Why do I need an Architect? Part 2

Last week, we wrote about the pitfalls of starting a building project without an architect. So, what, exactly, does an architect do for you?

First, we protect all the parties by establishing standards that apply to your project.

For a typical project, here’s how we set standards so that you, our client, get the results you want:
Hamrock Farm House Plan Sketch-invert20160105

  • To help you avoid surprises, we analyze and evaluate your needs and wants, so your project turns out the best way possible — and we verify the codes your project needs to meet. This is called the “Pre-Design Phase”.
  • So you can have a general idea of the layout and look, we sketch it roughly, while it’s still easy (and far less expensive!) to change. We make these adjustments on tracing paper or in a computer sketch. This is called the “Schematic Design Phase”. You’ll be able to make lots of changes here.
  • To make sure everything works and is buildable, we adjust and refine the design with your input along the way. This is called the “Design Development Phase”. It’s still very inexpensive to make changes at this stage, and it’s where we work with you to tighten dimensions of rooms, based on your needs. We help you establish what you’re trying to accomplish and enable you to visualize your project through sketches, drawings and our 3D images before you ever commit to go forward with construction. You can make further changes here.
  • Once you approve the design we’ve done for you, we show it with greater detail in technical drawings and written specifications. This is called the “Construction Document Phase”. These become a major part of the contract between the owner and the builder to construct the building. They’re also used for submitting to local permitting authorities to seek a building permit, so we often make adjustments to address their comments, helping make sure your building conforms to code requirements. You can still make changes here, since cost ramifications may be slight, compared to changes during construction.
  • Construction documents then go to the builder for pricing, and we answer questions to assist this process. Once your building is under construction, we visit the site on occasion to observe and help ensure that construction complies with ideas shown in our construction documents. There are always variations, and substitutions that may be proposed. We’re ready to help work through these details with builder and owner. This is the “Contract Administration Phase”.

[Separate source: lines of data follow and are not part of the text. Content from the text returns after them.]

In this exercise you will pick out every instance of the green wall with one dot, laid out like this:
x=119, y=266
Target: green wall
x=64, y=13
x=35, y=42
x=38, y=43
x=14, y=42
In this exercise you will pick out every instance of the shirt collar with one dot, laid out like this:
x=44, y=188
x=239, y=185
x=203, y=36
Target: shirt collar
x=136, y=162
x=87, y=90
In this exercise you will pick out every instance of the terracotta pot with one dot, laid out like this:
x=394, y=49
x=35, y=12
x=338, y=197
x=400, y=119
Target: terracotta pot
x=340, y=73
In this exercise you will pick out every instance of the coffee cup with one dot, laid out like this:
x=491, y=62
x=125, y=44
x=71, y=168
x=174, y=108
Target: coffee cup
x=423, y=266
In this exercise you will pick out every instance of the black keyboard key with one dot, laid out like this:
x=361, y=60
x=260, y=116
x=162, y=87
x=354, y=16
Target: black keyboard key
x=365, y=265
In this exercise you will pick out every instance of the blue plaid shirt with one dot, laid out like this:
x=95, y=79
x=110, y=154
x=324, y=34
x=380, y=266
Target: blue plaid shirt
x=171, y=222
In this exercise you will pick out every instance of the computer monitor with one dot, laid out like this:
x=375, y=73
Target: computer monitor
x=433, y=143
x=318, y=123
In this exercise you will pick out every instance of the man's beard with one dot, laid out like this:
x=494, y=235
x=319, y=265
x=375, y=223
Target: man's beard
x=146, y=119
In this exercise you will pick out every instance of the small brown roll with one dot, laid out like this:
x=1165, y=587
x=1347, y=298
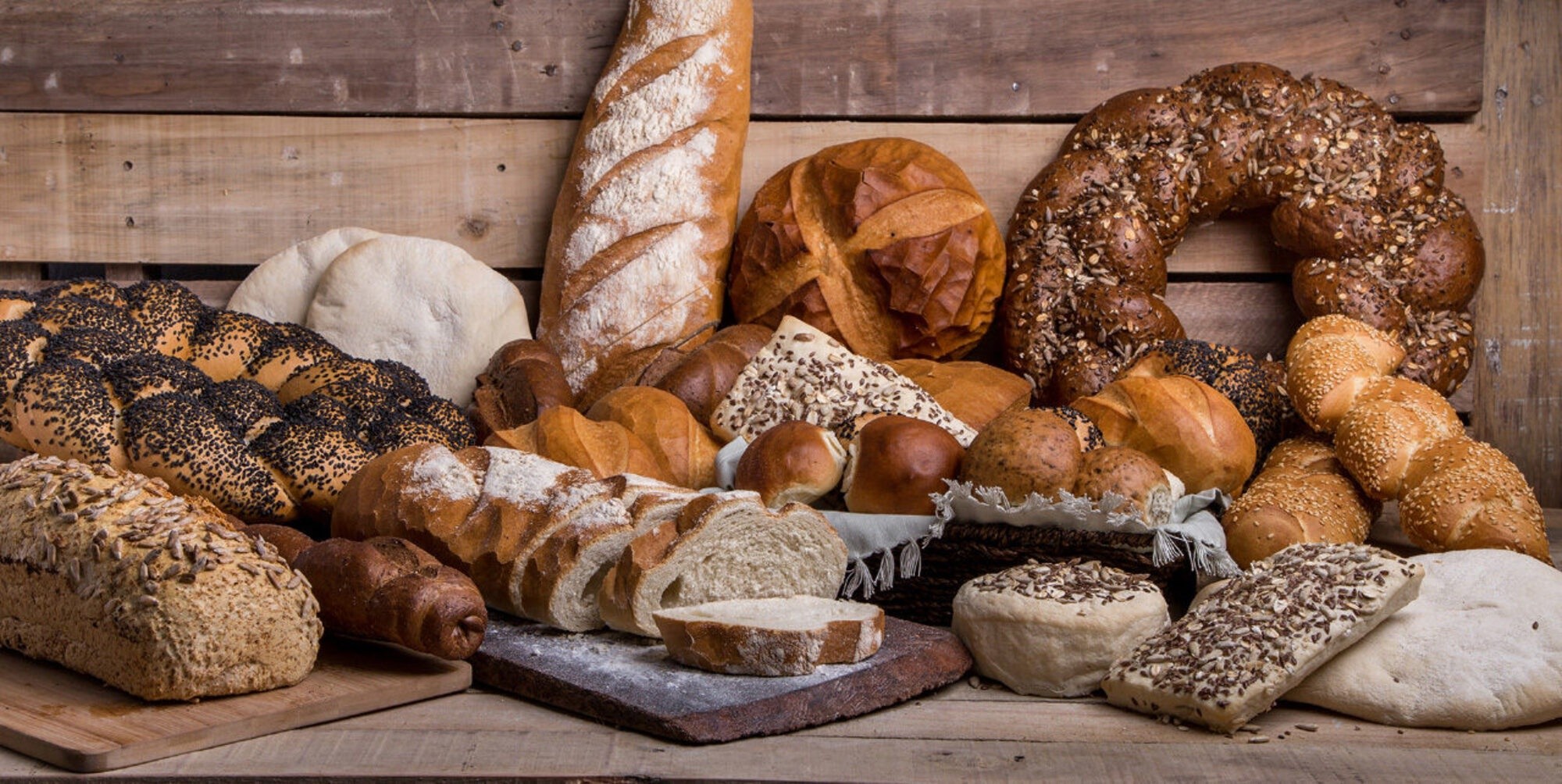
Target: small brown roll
x=1024, y=452
x=896, y=465
x=794, y=461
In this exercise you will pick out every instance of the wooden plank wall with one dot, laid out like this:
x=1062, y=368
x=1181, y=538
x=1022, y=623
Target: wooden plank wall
x=157, y=135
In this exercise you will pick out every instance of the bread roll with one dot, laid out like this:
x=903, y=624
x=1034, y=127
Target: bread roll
x=644, y=221
x=1264, y=632
x=882, y=243
x=771, y=636
x=1052, y=630
x=1022, y=452
x=791, y=463
x=1182, y=424
x=897, y=465
x=110, y=574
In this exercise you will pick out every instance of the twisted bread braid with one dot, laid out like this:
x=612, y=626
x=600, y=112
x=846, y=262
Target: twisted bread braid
x=1403, y=441
x=1302, y=494
x=266, y=421
x=1357, y=194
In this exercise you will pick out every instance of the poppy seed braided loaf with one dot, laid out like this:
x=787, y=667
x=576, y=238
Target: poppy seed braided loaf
x=268, y=421
x=1357, y=194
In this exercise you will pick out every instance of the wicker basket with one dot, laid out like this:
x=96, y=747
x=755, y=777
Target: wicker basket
x=969, y=551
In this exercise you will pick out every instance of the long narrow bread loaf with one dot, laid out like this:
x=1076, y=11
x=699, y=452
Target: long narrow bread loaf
x=113, y=576
x=719, y=547
x=644, y=221
x=1250, y=641
x=771, y=636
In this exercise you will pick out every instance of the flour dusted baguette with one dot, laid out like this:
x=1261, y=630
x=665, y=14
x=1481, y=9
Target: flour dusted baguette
x=113, y=576
x=1250, y=641
x=719, y=547
x=644, y=221
x=771, y=636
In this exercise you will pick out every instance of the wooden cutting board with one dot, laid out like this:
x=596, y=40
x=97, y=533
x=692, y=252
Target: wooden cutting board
x=629, y=682
x=76, y=722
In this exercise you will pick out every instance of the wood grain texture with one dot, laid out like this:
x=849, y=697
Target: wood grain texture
x=79, y=724
x=813, y=59
x=224, y=190
x=1519, y=330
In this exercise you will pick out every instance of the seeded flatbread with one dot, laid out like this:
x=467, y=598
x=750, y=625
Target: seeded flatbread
x=1260, y=635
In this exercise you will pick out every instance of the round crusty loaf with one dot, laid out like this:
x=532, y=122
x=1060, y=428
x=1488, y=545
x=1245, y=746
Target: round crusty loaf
x=882, y=243
x=1480, y=649
x=771, y=636
x=896, y=465
x=1358, y=196
x=151, y=379
x=113, y=576
x=1022, y=452
x=794, y=461
x=1054, y=630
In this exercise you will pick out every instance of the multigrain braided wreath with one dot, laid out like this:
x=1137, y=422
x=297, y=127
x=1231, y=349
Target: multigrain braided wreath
x=1357, y=194
x=268, y=421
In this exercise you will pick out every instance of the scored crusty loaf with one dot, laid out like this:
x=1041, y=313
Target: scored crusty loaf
x=804, y=374
x=644, y=221
x=1302, y=496
x=1250, y=641
x=565, y=574
x=110, y=574
x=719, y=547
x=1400, y=440
x=771, y=636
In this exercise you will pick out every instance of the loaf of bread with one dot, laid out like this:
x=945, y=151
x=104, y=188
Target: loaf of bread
x=387, y=590
x=1054, y=630
x=110, y=574
x=882, y=243
x=804, y=374
x=1402, y=440
x=721, y=547
x=771, y=636
x=1250, y=641
x=1182, y=424
x=1302, y=494
x=266, y=421
x=644, y=221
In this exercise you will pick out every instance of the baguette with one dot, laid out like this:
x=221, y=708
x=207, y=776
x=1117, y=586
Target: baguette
x=112, y=576
x=644, y=221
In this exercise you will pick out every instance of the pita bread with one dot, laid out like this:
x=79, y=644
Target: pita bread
x=421, y=302
x=1480, y=649
x=282, y=288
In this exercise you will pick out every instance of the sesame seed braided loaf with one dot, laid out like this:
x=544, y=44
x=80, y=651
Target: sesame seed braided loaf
x=268, y=421
x=1357, y=194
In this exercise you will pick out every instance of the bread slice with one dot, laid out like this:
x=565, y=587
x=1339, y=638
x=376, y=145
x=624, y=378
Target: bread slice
x=562, y=579
x=719, y=547
x=771, y=636
x=1263, y=633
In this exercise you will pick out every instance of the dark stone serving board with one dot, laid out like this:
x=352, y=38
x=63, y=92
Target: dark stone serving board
x=629, y=682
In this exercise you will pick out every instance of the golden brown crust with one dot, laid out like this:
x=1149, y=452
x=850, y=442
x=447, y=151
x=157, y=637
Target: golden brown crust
x=1358, y=196
x=883, y=244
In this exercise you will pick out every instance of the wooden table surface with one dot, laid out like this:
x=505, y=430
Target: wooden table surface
x=961, y=733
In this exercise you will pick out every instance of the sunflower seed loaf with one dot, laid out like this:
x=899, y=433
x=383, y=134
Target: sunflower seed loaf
x=110, y=574
x=1263, y=633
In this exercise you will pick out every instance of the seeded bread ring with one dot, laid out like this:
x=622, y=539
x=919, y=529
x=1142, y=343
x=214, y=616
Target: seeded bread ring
x=148, y=377
x=1357, y=194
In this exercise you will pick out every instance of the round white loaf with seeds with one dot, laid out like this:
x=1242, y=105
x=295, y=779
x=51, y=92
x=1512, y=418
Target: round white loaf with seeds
x=1054, y=630
x=110, y=574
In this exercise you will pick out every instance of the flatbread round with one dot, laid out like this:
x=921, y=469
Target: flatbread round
x=282, y=288
x=1480, y=649
x=421, y=302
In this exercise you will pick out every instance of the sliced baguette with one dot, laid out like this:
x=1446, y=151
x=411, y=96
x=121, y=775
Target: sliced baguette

This is a tried and proven process that has been developed and refined over the years between the AIA (American Institute of Architects) and the rest of the building industry. It protects good clients and good contractors, so that everyone achieves the sturdy and useful satisfaction of an excellent building with a long, useful life.

Most of the services provided by an architect precede producing the construction drawings, or “blueprints”. Those are just the way we communicate our services. Here’s what they should do for you — a good set of construction docs:

  • is based on adequate Pre-Design due-diligence by the architect — this identifies potential issues such as zoning, setbacks, regulations and land configuration to be addressed in the design and document phases;
  • is an essential part of the agreement between owner and builder, so everybody knows what the built result will be;
  • sets a baseline standard for the project that honorable builders and owners respect but that can be used as a last resort to protect all parties legally;
  • protects the public, above all, from harm, and thus shields the owner from liability due to code violations;
  • helps the owner, even if a change is needed, by showing where and how extensive the change may be;
  • helps identify issues early, during the design phase, when it’s MUCH CHEAPER to make changes than during construction;
  • reduces bad surprises, such as unexpected code violations that can shut down a project and delay completion;
  • reassures local officials who otherwise might take a “hard line” against property owners who present inadequate documents to get a permit;
  • allows the project to run with fewer delays to answer unnecessary questions;
  • reassures quality builders that they’re bidding “apples-to-apples”, encouraging the best to work on your project;
  • assures good GCs that their work is clearly defined — if they know what standards to meet to get them paid on time, they’ll work faster and more efficiently, saving time and money for the client.

A logical, straightforward process always works best; it avoids call-backs, warranty claims, and outright liability for damages caused by hidden defects.